Handling Notion’s Rate Limits
Notion’s API rate limit is 3 requests per second per integration. For most personal use this isn’t a problem. Where it bites:
- Importing large amounts of content
- Querying large databases (pagination requires multiple requests)
- Building complex pages with many blocks
OpenClaw implements automatic rate limit handling with exponential backoff. If you hit a 429 (rate limited), it waits and retries. You shouldn’t need to handle this manually, but if you’re writing custom skills, build in a 350ms delay between requests to stay under the limit.
Error Reference
| Error | Meaning | Fix |
|---|---|---|
| 404 on valid page ID | Integration not shared with page | Share the page with your integration |
| 400 on property write | Wrong property type in API call | Check database schema with GET /databases/{id} |
| 400 “rich_text exceeds limit” | Text block too long | Split into multiple rich_text elements |
| 429 | Rate limited | Wait and retry; reduce request frequency |
| 403 | Integration lacks capability | Enable capabilities in integration settings |
PaioClaw vs. DIY: Where the Friction Lives
The self-hosted integration above is functional for most use cases. Where it gets complex:
Schema changes: If you update your Notion database schema (rename a property, change a type), your OpenClaw skill breaks silently. Properties that don’t match the schema get ignored — no error, just missing data. PaioClaw’s Notion integration detects schema changes at runtime and adapts.

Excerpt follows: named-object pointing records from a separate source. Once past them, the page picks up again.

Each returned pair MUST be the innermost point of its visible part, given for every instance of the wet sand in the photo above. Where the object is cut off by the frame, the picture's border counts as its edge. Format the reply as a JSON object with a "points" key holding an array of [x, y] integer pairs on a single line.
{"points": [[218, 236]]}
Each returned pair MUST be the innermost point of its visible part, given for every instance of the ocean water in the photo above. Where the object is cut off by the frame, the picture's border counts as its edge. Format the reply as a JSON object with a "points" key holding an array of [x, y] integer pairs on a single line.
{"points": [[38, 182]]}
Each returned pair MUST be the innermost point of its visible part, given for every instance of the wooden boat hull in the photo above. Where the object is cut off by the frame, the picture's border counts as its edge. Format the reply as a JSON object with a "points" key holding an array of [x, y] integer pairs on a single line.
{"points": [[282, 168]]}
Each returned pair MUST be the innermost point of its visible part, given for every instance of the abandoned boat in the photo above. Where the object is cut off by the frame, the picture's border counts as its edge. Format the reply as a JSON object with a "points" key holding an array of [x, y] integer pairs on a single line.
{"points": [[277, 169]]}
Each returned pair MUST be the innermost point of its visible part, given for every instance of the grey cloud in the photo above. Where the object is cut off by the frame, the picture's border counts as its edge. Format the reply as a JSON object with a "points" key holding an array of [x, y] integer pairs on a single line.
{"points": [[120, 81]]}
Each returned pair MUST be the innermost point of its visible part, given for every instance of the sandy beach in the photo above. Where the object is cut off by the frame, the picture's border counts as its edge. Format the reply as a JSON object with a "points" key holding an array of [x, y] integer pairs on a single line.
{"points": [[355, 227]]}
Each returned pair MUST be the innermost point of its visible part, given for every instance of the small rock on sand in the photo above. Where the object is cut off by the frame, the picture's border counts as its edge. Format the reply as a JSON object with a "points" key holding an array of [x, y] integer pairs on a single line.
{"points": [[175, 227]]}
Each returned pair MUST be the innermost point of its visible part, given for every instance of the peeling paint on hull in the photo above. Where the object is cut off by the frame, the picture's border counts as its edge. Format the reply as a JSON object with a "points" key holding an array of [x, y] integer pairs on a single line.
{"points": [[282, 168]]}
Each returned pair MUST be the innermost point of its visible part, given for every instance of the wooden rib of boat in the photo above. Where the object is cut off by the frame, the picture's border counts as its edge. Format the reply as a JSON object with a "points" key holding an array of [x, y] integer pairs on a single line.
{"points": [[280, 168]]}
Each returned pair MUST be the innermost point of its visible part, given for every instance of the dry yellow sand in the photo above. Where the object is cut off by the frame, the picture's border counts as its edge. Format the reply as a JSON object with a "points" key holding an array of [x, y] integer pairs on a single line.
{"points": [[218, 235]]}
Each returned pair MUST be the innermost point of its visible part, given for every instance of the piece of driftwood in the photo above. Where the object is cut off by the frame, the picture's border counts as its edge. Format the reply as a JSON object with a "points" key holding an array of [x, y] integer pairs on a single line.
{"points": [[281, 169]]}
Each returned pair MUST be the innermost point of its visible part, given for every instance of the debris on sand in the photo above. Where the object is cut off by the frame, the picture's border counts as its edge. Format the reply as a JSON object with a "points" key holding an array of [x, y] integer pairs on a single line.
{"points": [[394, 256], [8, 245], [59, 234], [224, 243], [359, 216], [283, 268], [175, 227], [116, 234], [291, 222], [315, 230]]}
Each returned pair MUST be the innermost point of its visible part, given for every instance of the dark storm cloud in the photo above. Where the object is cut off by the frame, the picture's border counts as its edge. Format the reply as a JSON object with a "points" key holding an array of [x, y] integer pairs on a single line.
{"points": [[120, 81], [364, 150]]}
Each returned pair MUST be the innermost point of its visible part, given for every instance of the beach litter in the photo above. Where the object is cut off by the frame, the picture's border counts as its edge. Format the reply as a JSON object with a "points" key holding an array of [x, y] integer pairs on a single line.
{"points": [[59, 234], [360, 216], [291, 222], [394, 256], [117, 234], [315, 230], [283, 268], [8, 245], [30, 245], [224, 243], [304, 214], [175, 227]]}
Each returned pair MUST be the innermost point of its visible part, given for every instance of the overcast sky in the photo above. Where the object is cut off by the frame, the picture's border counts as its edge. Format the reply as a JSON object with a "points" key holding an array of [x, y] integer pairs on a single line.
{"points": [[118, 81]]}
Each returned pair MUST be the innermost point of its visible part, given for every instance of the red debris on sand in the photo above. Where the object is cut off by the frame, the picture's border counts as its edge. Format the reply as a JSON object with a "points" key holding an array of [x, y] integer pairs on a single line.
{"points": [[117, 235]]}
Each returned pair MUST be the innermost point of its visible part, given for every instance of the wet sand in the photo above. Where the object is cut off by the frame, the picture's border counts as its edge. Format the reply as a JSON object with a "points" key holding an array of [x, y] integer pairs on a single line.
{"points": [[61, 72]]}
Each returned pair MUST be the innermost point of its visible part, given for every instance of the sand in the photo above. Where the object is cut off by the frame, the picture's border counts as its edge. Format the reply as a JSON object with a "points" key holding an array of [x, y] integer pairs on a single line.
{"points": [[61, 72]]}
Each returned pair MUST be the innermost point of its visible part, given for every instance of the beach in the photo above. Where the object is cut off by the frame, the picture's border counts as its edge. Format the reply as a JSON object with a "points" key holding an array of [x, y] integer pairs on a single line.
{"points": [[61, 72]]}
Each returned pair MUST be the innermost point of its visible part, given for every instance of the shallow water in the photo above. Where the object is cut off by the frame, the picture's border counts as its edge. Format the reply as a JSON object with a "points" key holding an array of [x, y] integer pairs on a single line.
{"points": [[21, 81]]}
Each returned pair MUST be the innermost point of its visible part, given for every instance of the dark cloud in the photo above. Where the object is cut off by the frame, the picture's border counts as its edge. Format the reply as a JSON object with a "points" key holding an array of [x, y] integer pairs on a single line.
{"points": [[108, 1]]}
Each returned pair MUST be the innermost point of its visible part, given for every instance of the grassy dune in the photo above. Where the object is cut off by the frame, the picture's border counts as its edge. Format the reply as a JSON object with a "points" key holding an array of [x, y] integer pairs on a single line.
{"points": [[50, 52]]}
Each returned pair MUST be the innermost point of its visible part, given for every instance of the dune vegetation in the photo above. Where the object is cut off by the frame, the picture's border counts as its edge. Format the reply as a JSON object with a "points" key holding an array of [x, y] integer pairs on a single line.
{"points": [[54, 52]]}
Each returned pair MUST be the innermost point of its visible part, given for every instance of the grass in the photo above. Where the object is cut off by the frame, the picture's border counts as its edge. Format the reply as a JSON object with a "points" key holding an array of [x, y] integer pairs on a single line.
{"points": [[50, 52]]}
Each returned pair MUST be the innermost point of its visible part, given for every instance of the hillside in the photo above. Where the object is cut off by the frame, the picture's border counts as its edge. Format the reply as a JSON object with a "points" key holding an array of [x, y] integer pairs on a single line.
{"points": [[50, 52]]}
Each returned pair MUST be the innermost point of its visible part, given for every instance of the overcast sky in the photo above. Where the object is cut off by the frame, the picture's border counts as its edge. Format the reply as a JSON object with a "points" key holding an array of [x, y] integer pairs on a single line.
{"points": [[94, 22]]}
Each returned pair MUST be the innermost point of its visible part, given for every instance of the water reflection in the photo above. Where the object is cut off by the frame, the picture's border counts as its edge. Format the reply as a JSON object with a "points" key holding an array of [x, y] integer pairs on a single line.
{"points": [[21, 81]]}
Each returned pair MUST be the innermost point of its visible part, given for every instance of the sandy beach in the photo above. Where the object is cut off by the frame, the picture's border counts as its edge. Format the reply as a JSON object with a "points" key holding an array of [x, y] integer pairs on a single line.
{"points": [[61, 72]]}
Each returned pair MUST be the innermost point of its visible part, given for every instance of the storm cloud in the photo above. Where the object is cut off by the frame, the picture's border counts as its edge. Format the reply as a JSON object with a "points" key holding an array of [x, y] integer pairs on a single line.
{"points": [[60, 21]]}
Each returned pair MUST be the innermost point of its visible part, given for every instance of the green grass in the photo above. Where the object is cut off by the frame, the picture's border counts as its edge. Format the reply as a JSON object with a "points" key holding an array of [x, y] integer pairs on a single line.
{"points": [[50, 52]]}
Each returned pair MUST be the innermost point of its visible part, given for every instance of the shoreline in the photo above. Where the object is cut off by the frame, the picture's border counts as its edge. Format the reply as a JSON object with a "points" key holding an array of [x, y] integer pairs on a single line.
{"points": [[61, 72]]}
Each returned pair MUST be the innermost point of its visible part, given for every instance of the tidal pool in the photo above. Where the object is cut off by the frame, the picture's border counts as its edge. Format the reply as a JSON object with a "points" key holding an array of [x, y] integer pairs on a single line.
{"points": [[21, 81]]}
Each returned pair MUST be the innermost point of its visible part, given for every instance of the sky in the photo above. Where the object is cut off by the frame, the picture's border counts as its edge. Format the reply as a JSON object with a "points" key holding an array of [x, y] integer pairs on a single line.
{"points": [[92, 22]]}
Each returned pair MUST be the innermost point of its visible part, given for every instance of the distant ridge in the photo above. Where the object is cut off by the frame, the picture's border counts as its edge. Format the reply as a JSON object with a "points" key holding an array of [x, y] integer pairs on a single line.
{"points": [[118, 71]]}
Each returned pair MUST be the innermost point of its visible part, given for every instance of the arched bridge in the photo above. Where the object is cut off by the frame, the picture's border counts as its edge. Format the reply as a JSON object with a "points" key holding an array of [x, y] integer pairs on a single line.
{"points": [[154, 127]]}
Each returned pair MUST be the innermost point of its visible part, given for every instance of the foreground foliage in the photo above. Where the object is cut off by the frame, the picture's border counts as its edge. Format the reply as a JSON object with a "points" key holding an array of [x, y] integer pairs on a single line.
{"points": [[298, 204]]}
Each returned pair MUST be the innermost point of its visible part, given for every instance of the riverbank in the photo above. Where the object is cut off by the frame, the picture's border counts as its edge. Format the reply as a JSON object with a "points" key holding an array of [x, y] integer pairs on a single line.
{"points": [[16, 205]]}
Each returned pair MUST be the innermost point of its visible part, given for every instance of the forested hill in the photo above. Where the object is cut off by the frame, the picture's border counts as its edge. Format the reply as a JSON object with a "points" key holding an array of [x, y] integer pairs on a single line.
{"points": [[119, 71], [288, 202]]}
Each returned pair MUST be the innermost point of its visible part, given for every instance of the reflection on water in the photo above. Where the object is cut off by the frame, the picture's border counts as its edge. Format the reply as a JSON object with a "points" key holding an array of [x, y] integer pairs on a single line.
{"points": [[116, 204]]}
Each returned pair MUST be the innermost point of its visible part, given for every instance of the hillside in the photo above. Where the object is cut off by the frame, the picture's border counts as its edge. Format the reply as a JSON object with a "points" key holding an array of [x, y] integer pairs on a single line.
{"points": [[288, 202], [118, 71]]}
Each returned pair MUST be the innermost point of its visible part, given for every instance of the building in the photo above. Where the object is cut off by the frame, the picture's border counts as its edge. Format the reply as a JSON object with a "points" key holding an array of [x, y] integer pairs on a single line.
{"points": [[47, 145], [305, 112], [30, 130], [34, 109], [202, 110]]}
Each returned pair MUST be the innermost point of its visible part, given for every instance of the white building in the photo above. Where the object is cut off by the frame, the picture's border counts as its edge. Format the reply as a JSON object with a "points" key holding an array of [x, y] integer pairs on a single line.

Multi-workspace setups: If you have work and personal Notion workspaces, you need two separate internal tokens and logic to route requests to the right workspace. PaioClaw handles this with workspace-aware routing.
OAuth for shared integrations: If you want to share an OpenClaw setup with a team and each person uses their own Notion workspace, you need OAuth — which requires hosting a callback URL, handling token refresh, and storing credentials securely. PaioClaw manages OAuth flows out of the box.
For a personal second-brain setup with a single workspace, self-hosted with an internal token works well. PaioClaw becomes worth considering when you hit multi-workspace complexity, need team sharing, or want the schema-change resilience without building it yourself.
PaioClaw starts free, with paid plans from $15/mo (Smart) and $25/mo (Genius).
Summary
The Notion integration has three layers: auth (internal token for personal use), reading (pages via block tree, databases via query API), and writing (properties for structured data, blocks for content). The rich-text JSON model is Notion’s biggest idiosyncrasy — once you internalize it, the rest of the API is logical.
The “second brain” recipe — Notion as OpenClaw’s long-term memory with capture and retrieval workflows — is the highest-value use case for most users. Set that up first, then layer in the meeting notes pipeline and task automation once the foundation is working.